Opening statements started Tuesday in the conspiracy trial against William Flanagan, the ex-second deputy Nassau County police commissioner accused of helping cover-up a burglary for a friend.
Prosecutors laid out their theory to the jury, who heard allegations that Flanagan received gifts from his friend once burglary charges were dropped against his friend’s son.
Bruce Barket, Flanagan’s defense attorney, argued that the gifts his client received were coincidentally timed and really for Flanagan’s wedding anniversary.
Most disputed, besides Flanagan’s involvement, is whether the principal of John F. Kennedy High School in Bellmore wanted charges against the burglar, former student Zachary Parker of Merrick, dropped.
The principal, Lorraine Poppe, is expected to testify in the trial, which will likely last into February. Parker later pled guilty and is serving prison time for the burglary.

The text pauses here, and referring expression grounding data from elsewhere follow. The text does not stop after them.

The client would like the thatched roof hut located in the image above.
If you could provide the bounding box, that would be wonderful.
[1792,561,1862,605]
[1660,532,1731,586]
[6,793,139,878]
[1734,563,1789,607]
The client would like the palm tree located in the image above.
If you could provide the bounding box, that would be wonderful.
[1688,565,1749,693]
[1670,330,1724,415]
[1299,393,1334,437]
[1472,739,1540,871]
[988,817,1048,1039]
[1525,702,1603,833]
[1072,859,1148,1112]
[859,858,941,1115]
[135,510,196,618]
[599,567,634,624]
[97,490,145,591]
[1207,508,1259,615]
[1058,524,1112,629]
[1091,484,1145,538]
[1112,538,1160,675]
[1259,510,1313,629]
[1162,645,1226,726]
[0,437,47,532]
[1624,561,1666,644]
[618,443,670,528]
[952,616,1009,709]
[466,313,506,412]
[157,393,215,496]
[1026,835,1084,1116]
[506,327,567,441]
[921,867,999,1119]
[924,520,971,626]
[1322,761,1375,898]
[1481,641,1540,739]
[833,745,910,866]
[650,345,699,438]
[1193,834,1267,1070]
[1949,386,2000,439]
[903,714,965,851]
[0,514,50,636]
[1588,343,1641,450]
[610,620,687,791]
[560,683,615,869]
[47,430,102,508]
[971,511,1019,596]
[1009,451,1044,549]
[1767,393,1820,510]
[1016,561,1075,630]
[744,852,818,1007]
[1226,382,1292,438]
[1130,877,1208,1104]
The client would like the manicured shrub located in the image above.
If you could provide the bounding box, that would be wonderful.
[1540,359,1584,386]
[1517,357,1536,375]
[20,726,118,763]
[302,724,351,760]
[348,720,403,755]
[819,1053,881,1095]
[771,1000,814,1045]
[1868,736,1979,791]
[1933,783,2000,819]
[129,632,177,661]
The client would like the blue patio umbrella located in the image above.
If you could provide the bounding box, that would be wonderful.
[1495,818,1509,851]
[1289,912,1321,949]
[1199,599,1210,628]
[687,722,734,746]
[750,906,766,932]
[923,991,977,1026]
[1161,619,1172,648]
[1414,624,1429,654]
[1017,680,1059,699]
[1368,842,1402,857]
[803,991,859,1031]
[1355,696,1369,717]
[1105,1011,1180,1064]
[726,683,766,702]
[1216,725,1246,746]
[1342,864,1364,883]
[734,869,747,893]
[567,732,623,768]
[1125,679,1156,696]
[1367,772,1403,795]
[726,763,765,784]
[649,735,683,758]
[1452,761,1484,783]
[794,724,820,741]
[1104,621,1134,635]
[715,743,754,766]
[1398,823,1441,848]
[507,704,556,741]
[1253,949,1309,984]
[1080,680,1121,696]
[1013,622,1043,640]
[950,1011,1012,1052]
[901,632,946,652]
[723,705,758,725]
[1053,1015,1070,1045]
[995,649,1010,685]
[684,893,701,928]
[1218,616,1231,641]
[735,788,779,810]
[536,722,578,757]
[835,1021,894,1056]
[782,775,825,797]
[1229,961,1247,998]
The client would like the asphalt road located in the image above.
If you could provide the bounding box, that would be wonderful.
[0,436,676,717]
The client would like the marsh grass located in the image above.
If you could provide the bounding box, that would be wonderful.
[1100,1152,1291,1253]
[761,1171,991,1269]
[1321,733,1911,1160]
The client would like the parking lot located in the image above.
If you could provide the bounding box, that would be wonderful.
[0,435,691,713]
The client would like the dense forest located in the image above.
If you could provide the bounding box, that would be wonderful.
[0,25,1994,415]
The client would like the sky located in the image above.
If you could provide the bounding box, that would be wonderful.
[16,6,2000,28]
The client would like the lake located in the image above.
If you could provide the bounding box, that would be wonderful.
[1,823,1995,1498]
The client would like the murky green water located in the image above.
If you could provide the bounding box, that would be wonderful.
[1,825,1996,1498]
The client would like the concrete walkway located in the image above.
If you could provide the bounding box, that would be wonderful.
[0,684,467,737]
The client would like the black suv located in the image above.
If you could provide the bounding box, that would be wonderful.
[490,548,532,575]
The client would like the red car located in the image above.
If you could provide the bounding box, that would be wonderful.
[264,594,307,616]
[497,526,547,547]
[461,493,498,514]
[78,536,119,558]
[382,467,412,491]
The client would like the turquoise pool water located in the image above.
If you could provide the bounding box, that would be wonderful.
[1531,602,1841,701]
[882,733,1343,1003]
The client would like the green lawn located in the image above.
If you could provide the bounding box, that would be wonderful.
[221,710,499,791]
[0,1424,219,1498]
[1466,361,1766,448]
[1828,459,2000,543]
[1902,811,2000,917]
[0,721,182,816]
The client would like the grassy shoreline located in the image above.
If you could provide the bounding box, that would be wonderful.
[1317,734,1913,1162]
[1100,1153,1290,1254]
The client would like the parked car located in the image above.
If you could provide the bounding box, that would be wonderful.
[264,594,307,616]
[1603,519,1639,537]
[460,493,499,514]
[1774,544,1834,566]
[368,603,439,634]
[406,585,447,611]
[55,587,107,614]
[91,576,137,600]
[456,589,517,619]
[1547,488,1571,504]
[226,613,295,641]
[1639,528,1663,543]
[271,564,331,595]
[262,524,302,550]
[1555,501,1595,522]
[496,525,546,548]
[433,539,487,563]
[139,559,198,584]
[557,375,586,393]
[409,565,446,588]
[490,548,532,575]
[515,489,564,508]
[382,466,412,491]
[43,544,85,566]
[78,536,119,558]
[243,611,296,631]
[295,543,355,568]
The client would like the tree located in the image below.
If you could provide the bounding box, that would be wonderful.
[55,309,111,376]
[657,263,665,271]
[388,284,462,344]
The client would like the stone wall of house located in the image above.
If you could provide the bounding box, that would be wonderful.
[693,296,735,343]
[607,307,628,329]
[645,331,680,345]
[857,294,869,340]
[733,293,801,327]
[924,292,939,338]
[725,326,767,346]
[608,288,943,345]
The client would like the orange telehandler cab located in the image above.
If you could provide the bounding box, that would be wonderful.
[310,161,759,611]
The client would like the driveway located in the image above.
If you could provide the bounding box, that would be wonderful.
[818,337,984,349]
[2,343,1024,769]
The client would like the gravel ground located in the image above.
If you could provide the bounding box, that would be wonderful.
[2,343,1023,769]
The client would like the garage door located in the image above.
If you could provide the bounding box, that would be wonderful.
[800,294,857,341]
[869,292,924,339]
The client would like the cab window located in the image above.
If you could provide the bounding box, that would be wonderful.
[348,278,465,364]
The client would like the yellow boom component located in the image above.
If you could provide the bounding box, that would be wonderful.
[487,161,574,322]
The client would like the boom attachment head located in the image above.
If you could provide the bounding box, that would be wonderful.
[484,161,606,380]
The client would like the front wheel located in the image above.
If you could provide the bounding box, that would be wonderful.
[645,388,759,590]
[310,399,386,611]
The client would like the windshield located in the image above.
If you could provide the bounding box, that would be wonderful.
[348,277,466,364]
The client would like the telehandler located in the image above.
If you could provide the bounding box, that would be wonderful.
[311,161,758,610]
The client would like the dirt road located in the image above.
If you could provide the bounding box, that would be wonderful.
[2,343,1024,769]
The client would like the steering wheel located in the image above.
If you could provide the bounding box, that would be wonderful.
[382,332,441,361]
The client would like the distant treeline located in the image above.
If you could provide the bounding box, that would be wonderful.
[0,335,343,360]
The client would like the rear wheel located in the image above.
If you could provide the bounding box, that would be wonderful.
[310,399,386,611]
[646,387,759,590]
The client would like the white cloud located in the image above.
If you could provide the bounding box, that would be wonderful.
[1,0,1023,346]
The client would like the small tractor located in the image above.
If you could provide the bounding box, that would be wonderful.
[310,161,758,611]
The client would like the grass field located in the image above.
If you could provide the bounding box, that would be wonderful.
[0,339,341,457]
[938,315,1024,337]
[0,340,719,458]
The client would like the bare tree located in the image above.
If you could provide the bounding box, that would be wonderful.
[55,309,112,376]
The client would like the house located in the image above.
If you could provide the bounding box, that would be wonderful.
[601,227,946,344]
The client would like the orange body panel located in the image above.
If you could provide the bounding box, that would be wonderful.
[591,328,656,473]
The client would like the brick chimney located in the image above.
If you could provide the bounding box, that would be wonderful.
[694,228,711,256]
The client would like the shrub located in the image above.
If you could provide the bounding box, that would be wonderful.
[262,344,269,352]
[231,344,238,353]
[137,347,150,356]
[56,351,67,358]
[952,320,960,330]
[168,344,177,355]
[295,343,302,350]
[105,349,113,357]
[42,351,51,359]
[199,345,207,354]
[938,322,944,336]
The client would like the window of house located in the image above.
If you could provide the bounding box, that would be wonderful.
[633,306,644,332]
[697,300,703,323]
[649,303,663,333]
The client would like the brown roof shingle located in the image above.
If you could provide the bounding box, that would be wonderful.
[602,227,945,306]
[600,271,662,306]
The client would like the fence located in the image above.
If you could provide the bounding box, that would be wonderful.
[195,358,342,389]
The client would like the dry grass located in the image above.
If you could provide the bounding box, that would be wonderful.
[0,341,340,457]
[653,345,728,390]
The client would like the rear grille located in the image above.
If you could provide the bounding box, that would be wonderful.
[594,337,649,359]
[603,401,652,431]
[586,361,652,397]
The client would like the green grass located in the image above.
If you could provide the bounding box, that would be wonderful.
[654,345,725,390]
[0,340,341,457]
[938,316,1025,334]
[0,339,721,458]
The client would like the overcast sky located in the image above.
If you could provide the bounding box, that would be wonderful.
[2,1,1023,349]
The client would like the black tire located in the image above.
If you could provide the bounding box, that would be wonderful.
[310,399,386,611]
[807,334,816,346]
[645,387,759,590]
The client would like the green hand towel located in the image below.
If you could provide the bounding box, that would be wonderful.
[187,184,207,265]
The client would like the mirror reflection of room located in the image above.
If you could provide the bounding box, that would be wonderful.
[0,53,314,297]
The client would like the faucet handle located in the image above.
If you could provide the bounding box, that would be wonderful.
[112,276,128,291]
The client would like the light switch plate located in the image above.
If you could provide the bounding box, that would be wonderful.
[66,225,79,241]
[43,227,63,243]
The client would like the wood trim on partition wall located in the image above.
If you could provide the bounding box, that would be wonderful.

Flanagan pleaded not guilty in March to an indictment charging him with official misconduct and conspiracy along with former Chief of Patrol John Hunter and retired Det. Sgt Alan Sharpe.
Hunter and Sharpe are slated to be tried separately.
Judge Mark Cohen denied motions from Barket calling for a mistrial because he felt the judge was prejudicial when prosecutors objected during his opening statement.
Flangan, Sharpe and Hunter were indicted following a Press expose into benefits given to those who have donated money to a Nassau police nonprofit foundation that is building a new police academy at Nassau Community College.